白衣の天使は、悪魔の小児外科医から子どもごと溺愛される
「手を差し伸べるのが遅くなって、本当にすまない。準備は整った。君が望むのであれば、この病院を素晴らしき楽園へ作り変えよう」
「……何、言って……」
「俺はこの病院の、次期院長だ。その気になれば、いつだって悪事を働いてる奴らを追い出せる」
「だったら……! どうして今まで、見て見ぬ振りをしてきたの!?」

 私は久松先生の言葉が、信じられなかった。

 彼がこの病院をよくしようと、もっと早くに行動してくれたなら。
 助かった命だってあったはずだ。
 優秀な医者だって、この病院を辞める必要などなかった。
 医療従事者同士のコミュニケーションがしっかりと取れる環境であれば、患者のためにもっとよりよい医療を届けられただろう。

 今まで散々、私腹を肥やして来たくせに。
 心変わりしたと言われても、受け入れられるはずがなかった。

「今まで一人で、よく耐えたな」
「あなたにだけは、慰められたくない……!」
「そうだな」

 どれほど相手が、憎たらしい人物だったとしても。
 一度交わした約束は、守らなければならない。

 覚悟を決めた私は彼を睨みつけながら、襟元を握り締めた。

「身体はあなたのものになったとしても、心までは奪わせないから……!」
「それでも構わない」

 ブラウスのボタンを自ら外し、胸元を露出した私の手に、彼の大きな掌が触れる。
 指先は氷のように冷たく、身体は小刻みに震えてしまう。

「従順なのは大変好ましいが……」
「……さっさと、終わらせてください」
「いや。
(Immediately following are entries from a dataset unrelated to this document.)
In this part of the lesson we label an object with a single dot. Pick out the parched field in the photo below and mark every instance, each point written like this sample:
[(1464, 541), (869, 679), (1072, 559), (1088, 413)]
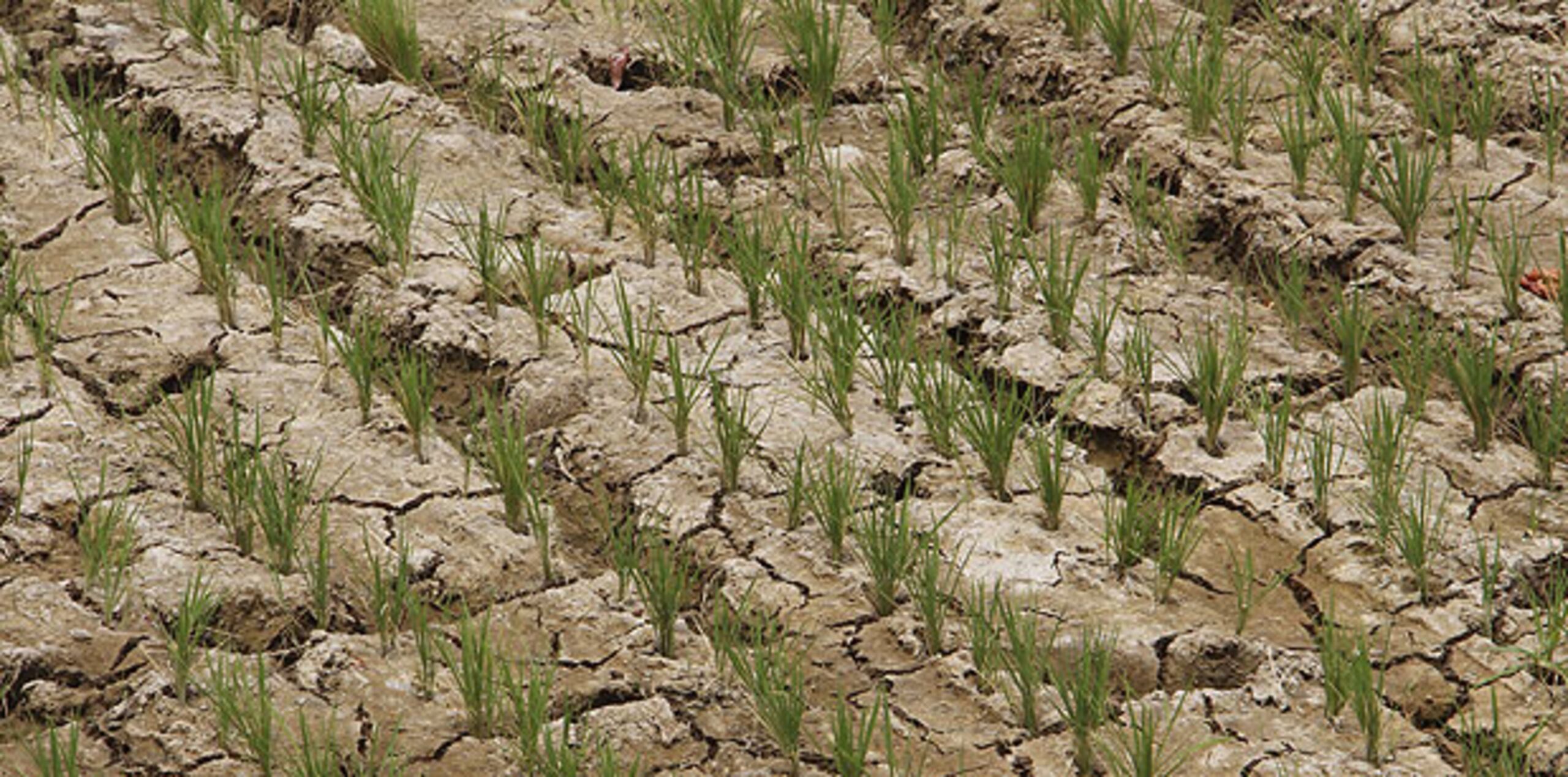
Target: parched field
[(722, 387)]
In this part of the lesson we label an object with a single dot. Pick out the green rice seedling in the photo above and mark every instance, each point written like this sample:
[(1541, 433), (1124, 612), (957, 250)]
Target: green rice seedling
[(12, 302), (382, 175), (1360, 46), (1236, 112), (982, 94), (833, 492), (896, 192), (415, 390), (1434, 94), (736, 431), (187, 630), (692, 227), (1303, 60), (1098, 325), (361, 349), (794, 288), (107, 539), (1137, 363), (725, 37), (1465, 230), (1415, 358), (1026, 169), (1365, 691), (1048, 453), (55, 756), (529, 692), (1003, 256), (189, 428), (1298, 132), (891, 341), (886, 542), (1333, 655), (1117, 23), (281, 501), (239, 467), (272, 269), (1551, 110), (774, 671), (43, 328), (1090, 167), (1084, 691), (1352, 327), (836, 343), (921, 123), (208, 220), (1021, 655), (990, 423), (750, 247), (1544, 424), (13, 69), (686, 388), (1351, 153), (538, 272), (853, 735), (637, 347), (1418, 534), (985, 638), (1178, 536), (938, 393), (1200, 79), (1078, 20), (1250, 593), (1480, 107), (1491, 751), (1214, 370), (1510, 253), (1059, 278), (477, 672), (482, 241), (813, 35), (24, 465), (648, 173), (1548, 622), (390, 29), (1147, 746), (1131, 523), (390, 591), (1384, 432), (1404, 188), (933, 586), (664, 582), (1490, 566), (1322, 465), (1272, 417), (118, 156), (1480, 382), (244, 707)]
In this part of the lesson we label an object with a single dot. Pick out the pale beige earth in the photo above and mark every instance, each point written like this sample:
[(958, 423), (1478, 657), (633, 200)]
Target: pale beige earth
[(137, 328)]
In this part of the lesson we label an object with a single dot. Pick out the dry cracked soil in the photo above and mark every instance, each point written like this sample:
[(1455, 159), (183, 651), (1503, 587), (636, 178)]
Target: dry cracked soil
[(412, 594)]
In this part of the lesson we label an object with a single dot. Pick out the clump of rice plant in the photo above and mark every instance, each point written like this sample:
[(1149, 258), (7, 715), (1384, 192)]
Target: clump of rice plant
[(390, 29), (1480, 381), (1214, 370)]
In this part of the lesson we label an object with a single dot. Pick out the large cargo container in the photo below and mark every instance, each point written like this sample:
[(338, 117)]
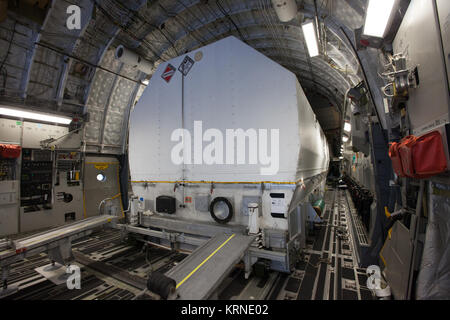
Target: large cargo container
[(226, 86)]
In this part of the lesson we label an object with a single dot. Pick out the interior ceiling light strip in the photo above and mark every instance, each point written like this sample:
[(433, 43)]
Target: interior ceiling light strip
[(16, 113), (377, 17)]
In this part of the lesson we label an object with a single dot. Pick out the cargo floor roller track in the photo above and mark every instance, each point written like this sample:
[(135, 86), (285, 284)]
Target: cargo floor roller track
[(199, 274), (58, 238)]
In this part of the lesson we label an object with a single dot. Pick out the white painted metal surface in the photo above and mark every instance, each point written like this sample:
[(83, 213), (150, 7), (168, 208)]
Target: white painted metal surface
[(286, 9), (230, 86), (419, 39)]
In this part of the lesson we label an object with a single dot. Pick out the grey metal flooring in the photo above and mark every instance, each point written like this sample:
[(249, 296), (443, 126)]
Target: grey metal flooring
[(199, 274), (329, 269)]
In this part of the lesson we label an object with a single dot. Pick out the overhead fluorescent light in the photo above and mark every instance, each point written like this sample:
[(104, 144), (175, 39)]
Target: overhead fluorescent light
[(34, 116), (347, 127), (310, 34), (377, 17)]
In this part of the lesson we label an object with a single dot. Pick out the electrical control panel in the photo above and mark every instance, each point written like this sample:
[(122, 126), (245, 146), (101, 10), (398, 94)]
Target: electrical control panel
[(36, 179)]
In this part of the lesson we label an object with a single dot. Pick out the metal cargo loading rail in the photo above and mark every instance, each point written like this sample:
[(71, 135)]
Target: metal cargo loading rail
[(202, 271), (56, 242)]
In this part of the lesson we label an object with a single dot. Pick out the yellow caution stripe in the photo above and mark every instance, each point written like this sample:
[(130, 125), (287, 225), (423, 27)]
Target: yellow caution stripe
[(218, 182), (204, 261)]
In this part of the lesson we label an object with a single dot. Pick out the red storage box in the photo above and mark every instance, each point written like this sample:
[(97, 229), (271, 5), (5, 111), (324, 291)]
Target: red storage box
[(405, 151), (396, 161), (428, 155), (10, 151)]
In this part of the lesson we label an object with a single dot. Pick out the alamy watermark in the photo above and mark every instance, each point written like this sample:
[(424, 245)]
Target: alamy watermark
[(374, 279), (73, 22), (239, 147), (74, 279)]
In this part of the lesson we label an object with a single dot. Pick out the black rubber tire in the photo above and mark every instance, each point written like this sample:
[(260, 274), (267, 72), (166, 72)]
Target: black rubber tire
[(161, 285), (230, 210)]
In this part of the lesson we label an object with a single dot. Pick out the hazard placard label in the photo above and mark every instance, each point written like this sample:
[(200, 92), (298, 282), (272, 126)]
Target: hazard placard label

時間をかけて、ゆっくりと愛し合おう」

 私達の間に、愛なんてないんだから……! 
 時間をかけてじっくりなんて、拷問でしかない! 

 彼は壊れ物に触れるような優しい手つきで、全身を撫でつけた。
 そのたびに私の身体は驚くほど反応を示し、奥底から抑えれない熱が湧き上がってくる。